Thursday, March 18, 2010

Elevator Etiquette

I'm visiting my sister at college. Apparently only people in Wisconsin know how to behave about elevators. General etiquette is that, if you're outside, you wait for the person ON the elevator to get OFF before you get on yourself. I think the idea behind that has to do with the fact that there's more space outside of the elevator than inside of it. Generally speaking. However, without fail, every time that I have been on the elevator with someone outside hopping on, they have proceed to mount the elevator. I mumble, "Sorry," simply because there has been a psuedo collision, and they'll say, "It's ok." I'm thinking -- NO IT'S NOT!! It's not ok that I'm appologizing and you're 'forgiving.' I learned the hard way to give preference to people ON the elevator.

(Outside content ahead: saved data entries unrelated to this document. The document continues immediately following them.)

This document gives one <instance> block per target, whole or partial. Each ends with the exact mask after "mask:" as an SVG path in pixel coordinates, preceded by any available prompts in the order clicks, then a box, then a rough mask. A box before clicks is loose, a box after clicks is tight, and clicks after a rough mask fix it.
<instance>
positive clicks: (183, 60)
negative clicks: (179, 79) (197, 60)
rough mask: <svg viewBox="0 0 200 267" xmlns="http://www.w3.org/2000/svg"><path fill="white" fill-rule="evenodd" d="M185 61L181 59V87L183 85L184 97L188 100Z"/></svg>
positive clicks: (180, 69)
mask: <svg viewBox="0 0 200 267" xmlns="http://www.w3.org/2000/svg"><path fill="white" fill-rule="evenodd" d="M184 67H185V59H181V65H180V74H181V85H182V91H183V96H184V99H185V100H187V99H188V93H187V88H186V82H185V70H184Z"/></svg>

I suppose there may be some leeway with these instances because there is only one of me, and few of them at most, and when I learned my elevator etiquette, the context was the airport. My family and I would be on our way to Florida to see my grandparents or some other destination [although most other places we drove]. We'd be rushing, bogged down with bags to be checked, worrying about who would take which carry on. Do mom and dad have their ID and our tickets? Are the girls still with us? [Of course, my sister and I were just excited -- we didn't worry about these stressful questions. Perhaps this added to the stress of our parents.] When we finally made it to the elevator, there was then the necessary squabble over who was to press which buttons. And if there were strangers around, who was to push the buttons for them? When it was my turn to push the outside button, that meant I was closest to get on first, which was another important aspect of our power battle. So I'd stand directly in front of the doors waiting for them to open. They would open. There would be other families with children as excited about elevator rides as my sister and I. There would be hurried business men. There would be foreigners coming to see America. [Foreigners would be more common in Florida, coming home, than in Wisconsin...] Who ever it was, I would try to rush on to the elevator to beat my sister. Then I'd feel the reprimanding grab of my father's firm hand on my flimsy shoulder pulling me back, suitcase, carry-on and all.

This happened without fail for years until I became mature enough to realize on my own the reason why I had been pulled back all those years. Now I only wish a wise father would restrain these college students as they burst past me onto the elevator.